Kunming FoodieKunming, Summer 2012

Let’s talk food, probably one of my greatest passions in life. As a poor college student, 80% of my budget goes to food and it’s a spending necessity that I never regret. Growing up in a Korean household, I was raised with colorful veggies, spicy sauces, and complex soups. Living in NYC also means that I’m constantly eating out at the best ethnic restaurants in the world. It was hard to stop daydreaming about all the different types of new food I would eat in Southeast Asia. I know that Yunnan, a culturally diverse, agriculturally rich area of China that borders Thailand, Laos, and Myanmar, wouldn’t disappoint.

The Yunnan province is known for spicy food, mushrooms, and flowers in their cuisine. Cold noodle dishes are very traditional here, as well as various tofu dishes. Unlike most of Asia (where there are many lactose-intolerant people), there is a very popular goat cheese that I’ve eaten fried or fresh with tomatoes. Just like the most of Asia, pork and veggies star frequently in most dishes.

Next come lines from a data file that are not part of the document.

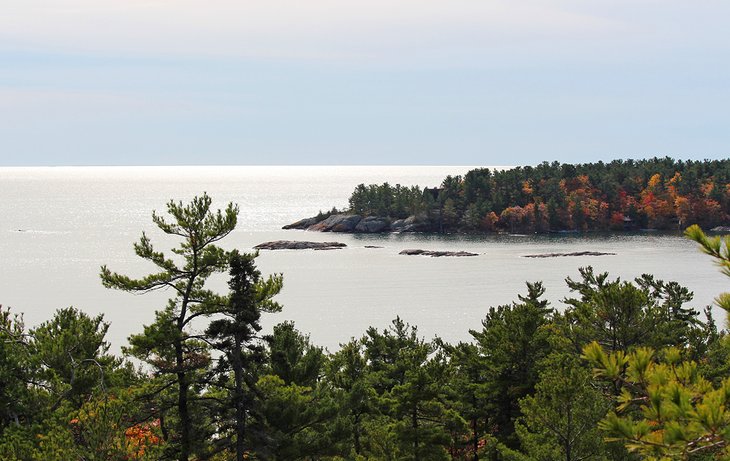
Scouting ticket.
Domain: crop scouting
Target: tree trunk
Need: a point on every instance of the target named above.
(182, 403)
(238, 400)
(475, 441)
(416, 455)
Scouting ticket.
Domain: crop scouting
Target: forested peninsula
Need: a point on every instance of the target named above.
(623, 370)
(658, 193)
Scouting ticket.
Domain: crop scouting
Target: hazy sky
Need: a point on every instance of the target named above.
(471, 82)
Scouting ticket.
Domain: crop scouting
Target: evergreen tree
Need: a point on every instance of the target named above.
(511, 343)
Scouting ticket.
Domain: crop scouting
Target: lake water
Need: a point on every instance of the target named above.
(59, 225)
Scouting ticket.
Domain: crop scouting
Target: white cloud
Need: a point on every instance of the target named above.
(293, 28)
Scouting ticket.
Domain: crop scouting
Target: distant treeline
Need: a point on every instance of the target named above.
(659, 193)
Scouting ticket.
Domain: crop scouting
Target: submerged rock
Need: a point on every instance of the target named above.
(299, 245)
(302, 223)
(577, 253)
(436, 254)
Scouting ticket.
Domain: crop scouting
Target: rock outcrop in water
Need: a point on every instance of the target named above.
(353, 223)
(577, 253)
(436, 254)
(299, 245)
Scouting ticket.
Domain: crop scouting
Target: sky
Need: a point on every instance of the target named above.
(288, 82)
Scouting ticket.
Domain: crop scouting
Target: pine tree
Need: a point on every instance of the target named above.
(167, 344)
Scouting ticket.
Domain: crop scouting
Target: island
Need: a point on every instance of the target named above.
(623, 195)
(299, 245)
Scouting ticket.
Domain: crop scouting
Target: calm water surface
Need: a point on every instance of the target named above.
(59, 225)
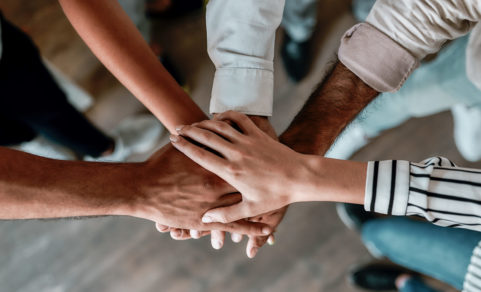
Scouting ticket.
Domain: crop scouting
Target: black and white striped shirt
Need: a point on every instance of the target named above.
(437, 189)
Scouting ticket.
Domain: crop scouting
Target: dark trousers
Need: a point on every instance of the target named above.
(31, 102)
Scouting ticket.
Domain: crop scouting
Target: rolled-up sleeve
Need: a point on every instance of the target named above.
(385, 49)
(240, 39)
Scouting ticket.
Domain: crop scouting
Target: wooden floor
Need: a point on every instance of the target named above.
(313, 251)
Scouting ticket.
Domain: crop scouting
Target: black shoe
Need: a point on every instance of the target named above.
(169, 66)
(377, 276)
(178, 8)
(296, 57)
(353, 216)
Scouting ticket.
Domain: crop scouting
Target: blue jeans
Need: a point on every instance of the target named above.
(442, 253)
(432, 88)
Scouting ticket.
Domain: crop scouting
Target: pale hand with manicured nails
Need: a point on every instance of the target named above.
(267, 174)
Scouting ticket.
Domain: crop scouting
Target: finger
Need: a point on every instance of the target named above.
(180, 234)
(229, 214)
(204, 158)
(242, 227)
(206, 138)
(196, 234)
(162, 228)
(217, 239)
(271, 240)
(254, 244)
(246, 125)
(220, 127)
(236, 237)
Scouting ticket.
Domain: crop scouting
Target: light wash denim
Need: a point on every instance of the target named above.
(440, 252)
(432, 88)
(415, 284)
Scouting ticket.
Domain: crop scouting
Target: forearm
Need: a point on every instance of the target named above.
(36, 187)
(330, 180)
(331, 107)
(114, 39)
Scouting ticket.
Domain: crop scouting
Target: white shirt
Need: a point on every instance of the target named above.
(385, 49)
(240, 40)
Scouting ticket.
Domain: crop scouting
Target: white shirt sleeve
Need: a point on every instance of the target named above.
(436, 189)
(423, 26)
(240, 40)
(397, 34)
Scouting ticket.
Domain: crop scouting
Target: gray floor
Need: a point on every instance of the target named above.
(313, 250)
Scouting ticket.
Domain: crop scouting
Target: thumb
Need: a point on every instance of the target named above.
(228, 214)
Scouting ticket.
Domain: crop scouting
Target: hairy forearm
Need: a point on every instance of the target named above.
(331, 107)
(114, 39)
(36, 187)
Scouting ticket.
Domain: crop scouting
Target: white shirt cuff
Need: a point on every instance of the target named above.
(375, 58)
(249, 91)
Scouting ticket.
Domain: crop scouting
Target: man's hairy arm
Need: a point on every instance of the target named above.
(331, 107)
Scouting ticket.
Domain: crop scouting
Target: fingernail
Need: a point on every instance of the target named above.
(179, 128)
(236, 237)
(216, 244)
(266, 230)
(195, 234)
(253, 252)
(271, 240)
(174, 138)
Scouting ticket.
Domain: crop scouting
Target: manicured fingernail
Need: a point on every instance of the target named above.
(266, 230)
(271, 240)
(216, 244)
(236, 237)
(179, 128)
(176, 234)
(252, 252)
(195, 234)
(174, 138)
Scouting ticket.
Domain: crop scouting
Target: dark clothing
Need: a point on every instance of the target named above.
(31, 102)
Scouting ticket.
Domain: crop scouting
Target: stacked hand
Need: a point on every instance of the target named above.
(264, 171)
(272, 219)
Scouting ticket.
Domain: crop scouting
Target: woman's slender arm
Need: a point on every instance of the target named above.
(114, 39)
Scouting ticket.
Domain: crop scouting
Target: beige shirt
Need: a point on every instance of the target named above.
(385, 49)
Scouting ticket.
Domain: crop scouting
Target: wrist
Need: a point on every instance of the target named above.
(332, 180)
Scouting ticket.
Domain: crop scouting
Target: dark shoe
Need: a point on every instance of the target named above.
(296, 57)
(353, 216)
(169, 66)
(178, 8)
(377, 276)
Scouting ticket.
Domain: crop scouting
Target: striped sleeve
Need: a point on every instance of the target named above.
(436, 189)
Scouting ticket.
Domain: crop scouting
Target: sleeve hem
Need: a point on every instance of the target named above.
(387, 187)
(375, 58)
(247, 90)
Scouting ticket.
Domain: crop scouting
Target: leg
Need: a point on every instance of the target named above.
(31, 96)
(423, 247)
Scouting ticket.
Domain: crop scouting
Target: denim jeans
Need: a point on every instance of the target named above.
(442, 253)
(415, 284)
(432, 88)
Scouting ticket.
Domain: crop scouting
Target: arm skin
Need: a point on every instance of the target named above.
(330, 108)
(33, 187)
(114, 39)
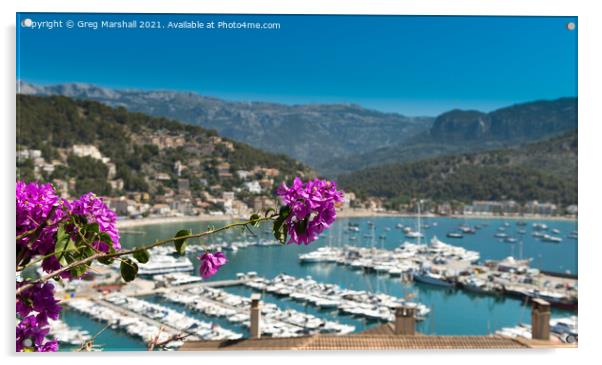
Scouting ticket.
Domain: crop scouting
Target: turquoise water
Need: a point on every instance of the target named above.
(453, 312)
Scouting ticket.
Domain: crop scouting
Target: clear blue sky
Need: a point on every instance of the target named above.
(410, 65)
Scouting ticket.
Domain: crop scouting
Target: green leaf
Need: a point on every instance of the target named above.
(107, 260)
(142, 256)
(284, 212)
(280, 230)
(79, 270)
(64, 246)
(181, 243)
(129, 270)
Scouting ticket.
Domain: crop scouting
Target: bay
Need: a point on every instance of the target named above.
(453, 312)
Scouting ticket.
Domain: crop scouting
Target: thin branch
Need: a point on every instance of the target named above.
(134, 250)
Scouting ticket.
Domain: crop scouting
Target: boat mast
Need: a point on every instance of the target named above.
(419, 224)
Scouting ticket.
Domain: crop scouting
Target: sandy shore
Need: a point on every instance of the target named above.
(347, 213)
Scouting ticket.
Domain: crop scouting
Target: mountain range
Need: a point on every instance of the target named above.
(134, 152)
(463, 131)
(544, 171)
(336, 139)
(312, 133)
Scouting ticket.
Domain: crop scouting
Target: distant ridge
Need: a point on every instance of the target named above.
(312, 133)
(462, 131)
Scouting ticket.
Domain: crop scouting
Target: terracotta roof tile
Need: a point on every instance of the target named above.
(358, 342)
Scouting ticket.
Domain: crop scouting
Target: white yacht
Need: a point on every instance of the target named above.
(429, 277)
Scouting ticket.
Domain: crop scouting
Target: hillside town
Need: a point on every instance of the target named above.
(253, 194)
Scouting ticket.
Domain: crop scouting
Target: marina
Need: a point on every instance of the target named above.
(379, 267)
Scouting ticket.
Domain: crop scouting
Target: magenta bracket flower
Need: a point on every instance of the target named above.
(211, 262)
(308, 210)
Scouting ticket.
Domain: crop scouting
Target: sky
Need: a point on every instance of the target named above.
(407, 64)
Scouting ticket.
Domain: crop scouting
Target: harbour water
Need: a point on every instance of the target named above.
(453, 311)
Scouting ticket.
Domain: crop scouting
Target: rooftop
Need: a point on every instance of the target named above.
(358, 342)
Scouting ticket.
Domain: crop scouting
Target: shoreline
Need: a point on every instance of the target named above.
(348, 213)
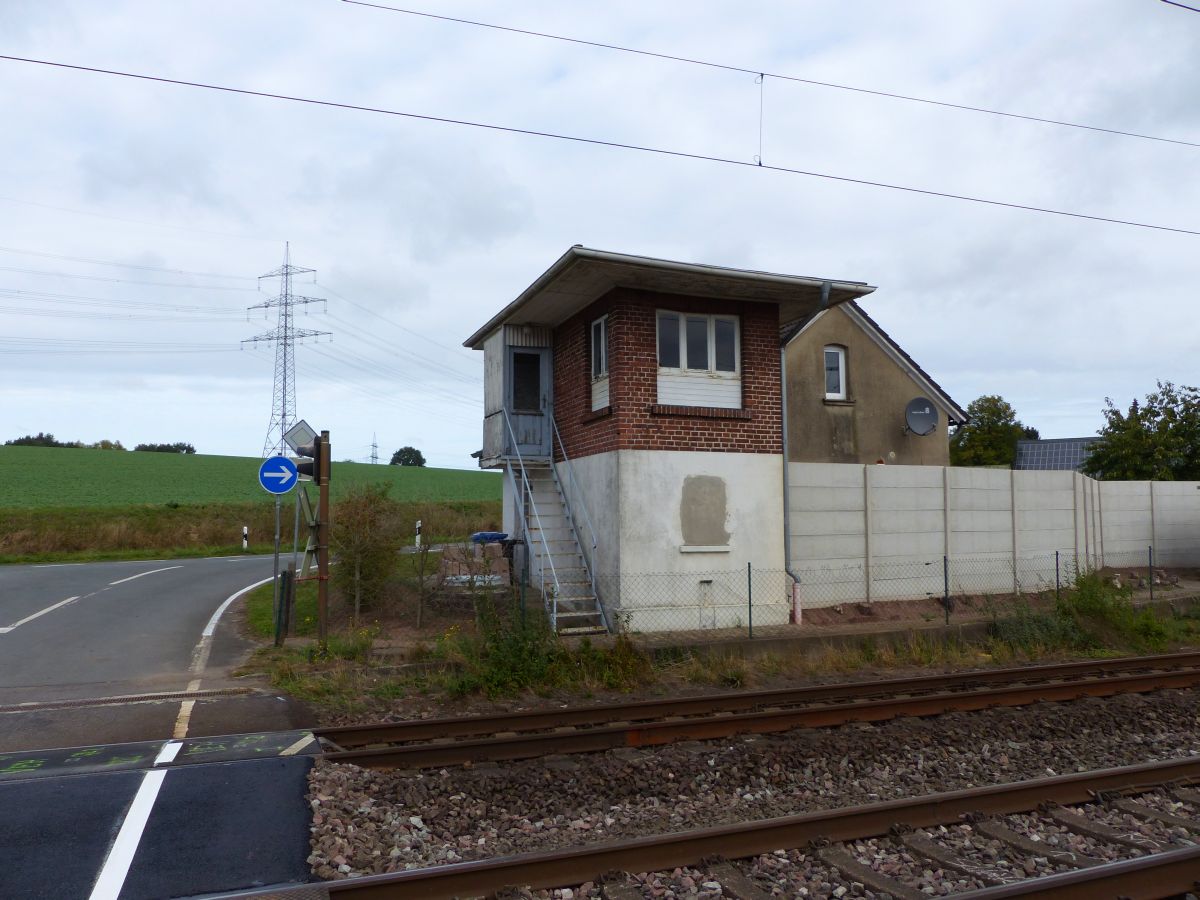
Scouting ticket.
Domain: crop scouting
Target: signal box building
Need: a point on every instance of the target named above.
(636, 408)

During orientation, IES took us out to some of Kunming’s best restaurants. From crickets to 1000-year-old eggs, literally every meal was different and delicious. Unfortunately, some of the pickier students have trouble experimenting with new things, which is a difficult situation to be in when you don’t know the language very well and it’s bad etiquette to refuse food. But for the most part, meals have been much enjoyed and one my favorite parts of the day. Traditionally, Chinese meals are all family-style, meaning that everyone sits around a table with a rotating lazy Susan. It’s an experience that really emphasizes a feeling of sharing and community. As dish after dish comes out, everyone goes around to pick up some food with their chopsticks. There is no such thing as my food or your food – a meal is eaten together and good conversation naturally follows.

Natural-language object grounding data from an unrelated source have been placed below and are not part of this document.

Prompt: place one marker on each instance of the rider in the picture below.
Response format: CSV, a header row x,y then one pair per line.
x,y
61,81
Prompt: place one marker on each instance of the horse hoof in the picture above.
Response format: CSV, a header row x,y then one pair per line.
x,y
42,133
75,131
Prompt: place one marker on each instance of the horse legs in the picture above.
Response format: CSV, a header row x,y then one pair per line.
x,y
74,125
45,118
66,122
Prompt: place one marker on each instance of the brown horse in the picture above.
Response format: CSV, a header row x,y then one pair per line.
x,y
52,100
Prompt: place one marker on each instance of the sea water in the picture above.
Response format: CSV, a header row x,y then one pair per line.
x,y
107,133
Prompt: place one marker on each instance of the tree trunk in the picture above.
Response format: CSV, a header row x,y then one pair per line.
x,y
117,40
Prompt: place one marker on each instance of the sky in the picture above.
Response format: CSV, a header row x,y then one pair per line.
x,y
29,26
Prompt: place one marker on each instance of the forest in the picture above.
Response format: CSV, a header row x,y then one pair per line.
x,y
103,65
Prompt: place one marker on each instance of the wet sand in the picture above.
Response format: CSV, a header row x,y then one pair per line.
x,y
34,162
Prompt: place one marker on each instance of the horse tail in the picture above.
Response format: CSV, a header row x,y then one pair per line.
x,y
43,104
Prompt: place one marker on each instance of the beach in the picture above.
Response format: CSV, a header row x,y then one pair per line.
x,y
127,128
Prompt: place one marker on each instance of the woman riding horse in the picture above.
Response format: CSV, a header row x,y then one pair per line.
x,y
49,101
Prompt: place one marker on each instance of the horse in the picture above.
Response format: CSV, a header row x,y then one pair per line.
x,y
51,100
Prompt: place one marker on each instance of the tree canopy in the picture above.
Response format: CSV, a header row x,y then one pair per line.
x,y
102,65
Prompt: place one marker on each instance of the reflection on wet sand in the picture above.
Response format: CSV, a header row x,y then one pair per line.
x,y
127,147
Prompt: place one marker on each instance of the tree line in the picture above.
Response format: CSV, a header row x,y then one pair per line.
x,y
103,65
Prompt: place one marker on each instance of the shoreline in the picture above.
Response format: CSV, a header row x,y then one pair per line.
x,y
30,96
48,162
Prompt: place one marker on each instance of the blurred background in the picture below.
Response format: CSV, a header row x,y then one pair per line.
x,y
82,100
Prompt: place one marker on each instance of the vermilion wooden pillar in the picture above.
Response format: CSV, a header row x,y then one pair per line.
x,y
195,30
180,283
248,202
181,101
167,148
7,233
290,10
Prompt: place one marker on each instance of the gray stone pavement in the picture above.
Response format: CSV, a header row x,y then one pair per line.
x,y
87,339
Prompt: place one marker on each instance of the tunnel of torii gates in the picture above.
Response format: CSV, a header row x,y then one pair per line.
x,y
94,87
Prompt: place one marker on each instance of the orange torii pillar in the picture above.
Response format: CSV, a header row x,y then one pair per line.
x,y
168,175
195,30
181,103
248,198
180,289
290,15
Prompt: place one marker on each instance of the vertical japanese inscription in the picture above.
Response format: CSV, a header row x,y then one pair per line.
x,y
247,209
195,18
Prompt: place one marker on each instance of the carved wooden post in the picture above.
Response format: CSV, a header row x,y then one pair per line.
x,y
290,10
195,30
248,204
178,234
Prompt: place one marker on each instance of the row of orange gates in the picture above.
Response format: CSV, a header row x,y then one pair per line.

Since we don’t have access to kitchens in our Yunnan hotel dorms, our small group usually goes out for meals together. Breakfast is usually a quick baozi, tea egg, or pastry from the bakery. Everyday after class, we all ask “Where should we go to eat?” and the answer is usually “Anywhere!” It’s great traveling with people who aren’t afraid to try local hole-in-the-wall restaurants and street food. Noodles, baozi (dumplings), bubble tea, tofu…I’m definitely going to miss the variety and availability of the food here.